2025/03/26/水
地域医療の未来に飛び込む、ファーストペンギンたち
ファーストペンギンとは、群れの中から天敵がいるかもしれない海へ、魚を求めて最初に飛び込むペンギンのこと。時には自らファーストペンギンとなって新しい取り組みを推進し、時にはファーストペンギンのパートナーとして伴走しながら支援する。メディヴァには、そのように地域医療の課題に挑むコンサルタントが多数います。
医療・介護現場での視点、企業・行政支援からの視点、地域の実情やデータに基づいた視点―。
本連載では、様々な視点で地域医療の未来を切り開くメディヴァのコンサルタントに迫ります。
今回は、へき地等に暮らし、医療機関へのアクセスが困難な方に必要な医療を届ける「オンライン診療」への挑戦について。

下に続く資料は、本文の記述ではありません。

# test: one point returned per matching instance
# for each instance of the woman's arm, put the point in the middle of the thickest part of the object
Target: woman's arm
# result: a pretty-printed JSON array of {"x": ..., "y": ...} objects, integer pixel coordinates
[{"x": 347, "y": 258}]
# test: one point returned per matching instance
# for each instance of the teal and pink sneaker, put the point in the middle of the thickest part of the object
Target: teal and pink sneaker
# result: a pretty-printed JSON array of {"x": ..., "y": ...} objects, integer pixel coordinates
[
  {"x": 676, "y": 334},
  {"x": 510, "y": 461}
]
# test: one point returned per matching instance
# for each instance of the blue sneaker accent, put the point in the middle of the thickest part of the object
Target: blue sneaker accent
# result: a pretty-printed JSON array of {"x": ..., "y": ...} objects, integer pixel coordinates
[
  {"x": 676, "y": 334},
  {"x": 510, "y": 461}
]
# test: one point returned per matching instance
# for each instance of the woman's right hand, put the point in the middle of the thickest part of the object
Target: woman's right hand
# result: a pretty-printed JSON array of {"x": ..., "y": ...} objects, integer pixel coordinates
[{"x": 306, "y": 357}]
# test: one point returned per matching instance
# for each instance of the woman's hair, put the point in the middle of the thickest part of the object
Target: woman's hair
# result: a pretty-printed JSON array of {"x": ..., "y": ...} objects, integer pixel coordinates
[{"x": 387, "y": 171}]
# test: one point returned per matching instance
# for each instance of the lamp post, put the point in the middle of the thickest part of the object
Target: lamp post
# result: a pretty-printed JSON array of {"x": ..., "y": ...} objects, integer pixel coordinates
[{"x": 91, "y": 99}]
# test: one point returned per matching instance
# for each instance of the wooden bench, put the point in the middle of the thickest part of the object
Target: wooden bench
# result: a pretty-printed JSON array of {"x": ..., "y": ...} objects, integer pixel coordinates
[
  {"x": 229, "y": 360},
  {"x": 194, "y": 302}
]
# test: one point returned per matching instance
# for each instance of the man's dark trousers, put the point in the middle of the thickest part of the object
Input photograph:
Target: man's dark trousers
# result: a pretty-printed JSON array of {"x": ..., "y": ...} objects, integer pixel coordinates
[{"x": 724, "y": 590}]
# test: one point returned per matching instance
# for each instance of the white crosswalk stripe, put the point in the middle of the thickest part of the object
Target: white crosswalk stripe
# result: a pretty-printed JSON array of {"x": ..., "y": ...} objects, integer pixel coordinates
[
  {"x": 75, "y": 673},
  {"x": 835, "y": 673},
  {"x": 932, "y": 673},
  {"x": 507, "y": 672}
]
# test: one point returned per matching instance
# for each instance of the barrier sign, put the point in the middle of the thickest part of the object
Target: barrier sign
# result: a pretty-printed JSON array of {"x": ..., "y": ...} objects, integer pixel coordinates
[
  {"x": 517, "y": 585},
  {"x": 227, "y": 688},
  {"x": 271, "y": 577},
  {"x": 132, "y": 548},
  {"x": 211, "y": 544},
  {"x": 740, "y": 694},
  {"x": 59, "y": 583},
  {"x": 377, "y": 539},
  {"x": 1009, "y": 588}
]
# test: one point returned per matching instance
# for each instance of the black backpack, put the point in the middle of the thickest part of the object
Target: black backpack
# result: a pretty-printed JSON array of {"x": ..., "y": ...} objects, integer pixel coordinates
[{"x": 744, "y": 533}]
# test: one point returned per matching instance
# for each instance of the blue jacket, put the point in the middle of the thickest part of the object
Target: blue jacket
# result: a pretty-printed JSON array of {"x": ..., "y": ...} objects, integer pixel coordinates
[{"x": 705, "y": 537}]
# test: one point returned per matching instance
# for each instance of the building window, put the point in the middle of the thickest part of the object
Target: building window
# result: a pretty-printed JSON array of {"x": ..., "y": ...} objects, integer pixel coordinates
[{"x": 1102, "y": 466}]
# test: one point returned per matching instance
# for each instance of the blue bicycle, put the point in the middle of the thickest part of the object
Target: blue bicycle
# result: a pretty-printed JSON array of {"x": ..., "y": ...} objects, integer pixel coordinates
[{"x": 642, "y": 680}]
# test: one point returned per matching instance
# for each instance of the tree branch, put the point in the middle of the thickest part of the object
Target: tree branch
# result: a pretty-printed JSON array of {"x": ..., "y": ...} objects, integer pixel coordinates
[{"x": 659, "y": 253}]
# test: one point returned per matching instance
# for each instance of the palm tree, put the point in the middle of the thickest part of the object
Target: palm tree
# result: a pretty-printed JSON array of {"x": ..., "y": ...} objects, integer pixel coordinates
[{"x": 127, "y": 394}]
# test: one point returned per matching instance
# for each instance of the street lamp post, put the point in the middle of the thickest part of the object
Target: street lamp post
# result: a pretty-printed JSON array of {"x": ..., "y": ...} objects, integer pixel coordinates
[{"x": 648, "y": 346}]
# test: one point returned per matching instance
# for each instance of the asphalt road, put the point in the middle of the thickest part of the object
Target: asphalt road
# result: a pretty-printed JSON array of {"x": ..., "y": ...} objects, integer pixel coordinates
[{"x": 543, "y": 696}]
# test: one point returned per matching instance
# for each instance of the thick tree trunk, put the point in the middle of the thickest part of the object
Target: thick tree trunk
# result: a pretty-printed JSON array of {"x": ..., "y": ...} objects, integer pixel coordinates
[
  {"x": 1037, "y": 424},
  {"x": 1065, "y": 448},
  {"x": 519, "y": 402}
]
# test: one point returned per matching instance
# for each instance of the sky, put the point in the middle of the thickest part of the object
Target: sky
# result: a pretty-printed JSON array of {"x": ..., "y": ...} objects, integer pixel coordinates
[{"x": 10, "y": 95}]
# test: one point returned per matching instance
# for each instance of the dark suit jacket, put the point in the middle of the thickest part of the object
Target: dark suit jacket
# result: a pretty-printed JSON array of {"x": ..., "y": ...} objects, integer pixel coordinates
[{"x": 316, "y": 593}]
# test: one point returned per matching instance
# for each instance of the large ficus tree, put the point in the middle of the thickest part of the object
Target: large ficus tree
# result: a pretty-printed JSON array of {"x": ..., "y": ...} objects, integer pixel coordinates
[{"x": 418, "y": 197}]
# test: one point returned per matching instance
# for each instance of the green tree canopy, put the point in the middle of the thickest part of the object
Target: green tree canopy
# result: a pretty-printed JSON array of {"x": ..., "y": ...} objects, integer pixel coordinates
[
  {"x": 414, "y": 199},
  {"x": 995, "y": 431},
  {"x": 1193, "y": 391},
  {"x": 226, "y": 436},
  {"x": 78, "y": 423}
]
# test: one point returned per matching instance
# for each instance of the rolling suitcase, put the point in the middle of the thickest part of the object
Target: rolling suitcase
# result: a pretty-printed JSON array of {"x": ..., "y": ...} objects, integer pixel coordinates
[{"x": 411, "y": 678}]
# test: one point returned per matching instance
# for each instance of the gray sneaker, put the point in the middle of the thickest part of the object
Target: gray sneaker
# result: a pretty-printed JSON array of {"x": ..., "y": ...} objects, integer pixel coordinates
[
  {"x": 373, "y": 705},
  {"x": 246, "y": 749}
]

前回に続き医師兼コンサルタントの久富と、弊社代表の大石による対談でお届けします。
内閣府・規制改革推進会議の一員として規制緩和に取り組んできた大石、そして医療現場でオンライン診療を推進してきた久富をはじめとするメディヴァのコンサルタントによる挑戦を、ぜひお楽しみください。
目次
大石:久富さん含めメディヴァで主に自治体向けの支援をしている行政チームでは、へき地等でのオンライン診療の活用を推進されていると思うのですが、どういった課題に対してオンライン診療が有用なのでしょうか?
久富:都市型と言われる忙しい人に向けたオンライン診療とは異なり、へき地等の場合は「医療へのアクセスを阻害されている人に、いかに必要な診療を提供するか」というところがポイントだと思っています。
アクセスは、単純に距離の話もありますが、ご高齢のためADLが低下していて、そもそも医療機関まで行けないという方が多いという面もあるんですよね。例えば慢性疾患の方で定期的な受診が必要な場合、こうしたアクセスの困難さは大きなハードルです。
もちろん訪問診療という手段もあるのですが、やはりへき地等では患者宅まで片道1時間かかるというケースも少なくないため、ある程度病状が落ち着いている慢性期の方については、オンライン診療を取り入れるというのは強い解決策の一つになると考えています。
大石:オンライン診療の領域は以前まで規制が厳しく、私も規制改革推進会議で提言をしてきましたが、近年ようやく規制緩和が進んできましたよね。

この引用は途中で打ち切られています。